Years After Boy's Cancer Remission, Family Still Advocating For Research Funding
CEDAR RAPIDS, Iowa - Jack Hoeger just turned 14 three weeks ago and his family of five marked it in their Cedar Rapids home with another celebration on June 27th.
"He was here, celebrating it," said his mother, Jen. "We had a great time."
Ever since he was five, Jack has battled cancer or its post-remission effects. A rare form of brain cancer took over his body in his early years and, in 2005, the Hoegers received the diagnosis they feared.
Jack's cancer has been in remission since 2006 but the effects are still clear.
"In a day, he takes 14 pills, takes a shot and takes a liquid sterioud and our seizures still aren't controlled with all of that," said Jen. Last year, Jen said doctors removed part of her son's frontal lobe to try and control the seizures.

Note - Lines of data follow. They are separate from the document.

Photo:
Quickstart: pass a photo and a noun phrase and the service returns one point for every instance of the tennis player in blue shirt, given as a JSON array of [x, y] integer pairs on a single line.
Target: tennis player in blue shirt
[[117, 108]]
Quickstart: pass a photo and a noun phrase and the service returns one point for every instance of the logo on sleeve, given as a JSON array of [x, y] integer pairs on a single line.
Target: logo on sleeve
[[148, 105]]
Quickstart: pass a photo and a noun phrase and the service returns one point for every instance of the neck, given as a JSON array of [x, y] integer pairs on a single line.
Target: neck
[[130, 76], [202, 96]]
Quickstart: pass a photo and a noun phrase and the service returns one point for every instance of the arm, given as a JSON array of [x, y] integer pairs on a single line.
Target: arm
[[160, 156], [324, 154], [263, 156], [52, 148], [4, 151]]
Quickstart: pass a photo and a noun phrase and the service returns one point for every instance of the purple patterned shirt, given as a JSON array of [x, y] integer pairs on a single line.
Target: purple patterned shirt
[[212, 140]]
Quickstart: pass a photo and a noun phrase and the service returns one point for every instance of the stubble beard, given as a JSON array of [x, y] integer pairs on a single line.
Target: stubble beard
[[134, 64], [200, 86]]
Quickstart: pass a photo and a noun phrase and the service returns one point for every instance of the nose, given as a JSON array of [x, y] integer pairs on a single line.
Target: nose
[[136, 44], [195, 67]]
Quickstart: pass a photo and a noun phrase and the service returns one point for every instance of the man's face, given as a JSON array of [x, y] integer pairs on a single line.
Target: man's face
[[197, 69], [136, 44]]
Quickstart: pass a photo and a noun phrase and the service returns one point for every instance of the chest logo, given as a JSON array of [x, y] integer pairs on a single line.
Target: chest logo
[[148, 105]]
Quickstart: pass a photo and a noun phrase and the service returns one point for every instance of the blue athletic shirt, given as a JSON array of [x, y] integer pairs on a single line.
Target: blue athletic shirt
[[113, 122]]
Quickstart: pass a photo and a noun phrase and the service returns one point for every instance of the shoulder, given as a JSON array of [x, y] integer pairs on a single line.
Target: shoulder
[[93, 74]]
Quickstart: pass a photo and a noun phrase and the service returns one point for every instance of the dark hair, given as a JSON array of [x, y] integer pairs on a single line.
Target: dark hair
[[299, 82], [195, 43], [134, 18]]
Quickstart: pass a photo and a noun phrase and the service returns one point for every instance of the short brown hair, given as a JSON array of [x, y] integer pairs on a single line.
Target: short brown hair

During one of the hottest stretches of the summer, Jen and her three children are staying cool in their home. Jack shows off his room, flanked by his siblings, Ben, 11 and Ella, 9. He offers irresistible strawberry wafers to any stranger in his house and even offers his favorite wrestling moves.
"This kid is the most amazing kid on doing what he needs to do," said Jen.
It is that inspiration that led Jen to fly to Washington, D.C. earlier this month with a handful of other advocates for prioritizing cancer funding. The two-day trip included meetings with Reps. Bruce Braley and Dave Loebsack as well as Senators Chuck Grassley and Tom Harkin.
"I was eager to tell our story again but I was also eager to tell everybody else's story because Jack is not the only one who has cancer," said Jen. "Cancer affects, unfortunately, everybody."
The signs of Jack's struggle and courage fill their home. The most striking image may be the family's 2005 Christmas card, with Jack's siblings each holding one of his hands as they walk down a leaf-covered path. It captures the essence of the boy's journey that his family lives with each day.
It was also that image that graces Martin Hoeger's book, "One Left Handed Hug", published in 2009 through a father's eyes watching his little boy struggle with this cancer that filled his body but did not overtake his spirit.
Now six years into remission and years after his cancer story was first shared in Iowa, Jack shares some of the usual characteristics of a teenage boy. Camping out by the fridge in the summer. Playing baseball with his friends. Watching movies and pondering his favorite wrestling moves.
Jen and Martin live a visible life around the area as their children do participate in various cancer awareness events in Eastern Iowa. For those of us who are parents and do spot the Hoegers, Jen asks to keep this in mind.
"It's not just about Jack," said Jen. "Ben and Ella have been affected by this since Day One. Ben has been the older brother and Ella helps Jack with everything. It's hard to be the younger siblings but they have done it with grace and style."